# New Estimate Boosts the Human Brain's Memory Capacity 10-Fold



## Drone (Oct 12, 2016)

I dunno how come I missed that   (January 2016 news) but I guess it's impossible to know and follow everything lol


*Data from the Salk Institute shows brain's memory capacity is in the petabyte range, as much as entire Web*


Our memories and thoughts are the result of patterns of electrical and chemical activity in the brain. A key part of the activity happens when branches of neurons, much like electrical wire, interact at certain junctions, known as synapses. An output 'wire' (an axon) from one neuron connects to an input 'wire' (a dendrite) of a second neuron. Signals travel across the synapse as chemicals called neurotransmitters to tell the receiving neuron whether to convey an electrical signal to other neurons. Each neuron can have thousands of these synapses with thousands of other neurons.


The human brain is made up of ~ 100 billion neurons, and each one makes 1000 or more connections to other neurons, adding up to some100 trillion in total. The strengths of these connections, or synapses, are regulated by experience. When two neurons on either side of a synapse are active simultaneously, that synapse becomes more robust. In computer terms, 26 sizes of synapses correspond to about 4.7 'bits' of information. Previously, it was thought that the brain was capable of just 1-2 bits for short and long memory storage in the hippocampus.


....

The findings also offer a valuable explanation for the brain's surprising efficiency. The waking adult brain generates only ~ 20 watts of continuous power — as much as a very dim light bulb.


Source:

https://www.scientificamerican.com/...ts-the-human-brain-s-memory-capacity-10-fold/

https://www.salk.edu/news-release/memory-capacity-of-brain-is-10-times-more-than-previously-thought/






















I secretly hoped that it was ~ 1 Brontobyte


----------



## Recon-UK (Oct 12, 2016)

I'm an intel B555x9 processor, my brain runs at 2000.2 THZ and has a nice 3 watt TDP, on the other hand my legs are 5 watts! i am so inefficient


----------



## Drone (Nov 26, 2016)

Another mind-bending discovery and the answer is N = 2^i -1  Just kidding


A relatively simple mathematical logic underlies our complex brain computations  

It means that our brains have a basic algorithm that enables intelligence.

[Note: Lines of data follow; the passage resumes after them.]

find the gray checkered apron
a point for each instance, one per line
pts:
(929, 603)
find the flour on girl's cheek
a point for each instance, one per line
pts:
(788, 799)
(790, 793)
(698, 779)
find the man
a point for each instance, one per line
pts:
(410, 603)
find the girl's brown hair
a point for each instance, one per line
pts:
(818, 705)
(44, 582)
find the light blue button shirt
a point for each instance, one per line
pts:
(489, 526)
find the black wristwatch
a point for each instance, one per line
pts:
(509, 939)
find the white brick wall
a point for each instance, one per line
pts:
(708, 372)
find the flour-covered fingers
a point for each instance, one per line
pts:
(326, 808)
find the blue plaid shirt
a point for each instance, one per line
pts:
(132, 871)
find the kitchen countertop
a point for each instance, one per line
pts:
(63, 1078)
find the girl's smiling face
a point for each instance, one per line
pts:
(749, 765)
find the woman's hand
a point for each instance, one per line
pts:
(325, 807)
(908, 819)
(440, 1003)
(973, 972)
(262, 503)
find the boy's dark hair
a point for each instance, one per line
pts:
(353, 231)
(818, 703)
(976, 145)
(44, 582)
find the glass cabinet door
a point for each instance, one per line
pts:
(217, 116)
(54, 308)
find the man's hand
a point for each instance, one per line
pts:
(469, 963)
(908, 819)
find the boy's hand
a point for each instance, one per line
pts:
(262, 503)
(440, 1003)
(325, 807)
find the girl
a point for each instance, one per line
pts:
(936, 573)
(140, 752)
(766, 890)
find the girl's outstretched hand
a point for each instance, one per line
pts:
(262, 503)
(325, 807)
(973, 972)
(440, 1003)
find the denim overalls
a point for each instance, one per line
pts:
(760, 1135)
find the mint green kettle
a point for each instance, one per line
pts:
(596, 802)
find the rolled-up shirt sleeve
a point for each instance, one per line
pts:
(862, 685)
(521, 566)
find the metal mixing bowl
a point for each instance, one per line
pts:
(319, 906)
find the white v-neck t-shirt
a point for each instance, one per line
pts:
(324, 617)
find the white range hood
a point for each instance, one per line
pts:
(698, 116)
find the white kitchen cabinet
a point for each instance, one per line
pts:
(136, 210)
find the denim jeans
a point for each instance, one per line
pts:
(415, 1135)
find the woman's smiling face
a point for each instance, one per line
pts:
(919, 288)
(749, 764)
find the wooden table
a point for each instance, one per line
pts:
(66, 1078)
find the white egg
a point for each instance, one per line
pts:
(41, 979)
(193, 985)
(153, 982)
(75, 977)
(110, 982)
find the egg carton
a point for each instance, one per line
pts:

*According to Dr. Joe Tsien, a neuroscientist at the Medical College of Georgia at Augusta University, the brain's basic computational algorithm is organized by power-of-two-based logic.
*
Tsien is talking about his *Theory of Connectivity*, a fundamental principle for how our billions of neurons assemble and align not just to acquire knowledge, but to generalize and draw conclusions from it.

Read full article


----------



## R-T-B (Nov 26, 2016)

Recon-UK said:


> I'm an intel B555x9 processor, my brain runs at 2000.2 THZ and has a nice 3 watt TDP, on the other hand my legs are 5 watts! i am so inefficient



Become a frog.


----------



## CAPSLOCKSTUCK (Nov 26, 2016)

Amazing, and it all started with a mouse.


----------



## the54thvoid (Nov 26, 2016)

42


----------



## Drone (Nov 26, 2016)

Lol

First we realized that Universe is running on "math" engine and now we found out that our brains use power-of-two-based logic. It all looks so artificial and unreal, like we're just freaking computers/sims. Ok I'm philosophizing now haha, but anyway isn't it all kind of strange?


----------



## R-T-B (Nov 26, 2016)

Drone said:


> Lol
> 
> First we realized that Universe is running on "math" engine and now we found out that our brains use power-of-two-based logic. It all looks so artificial and unreal, like we're just freaking computers/sims. Ok I'm philosophizing now haha, but anyway isn't it all kind of strange?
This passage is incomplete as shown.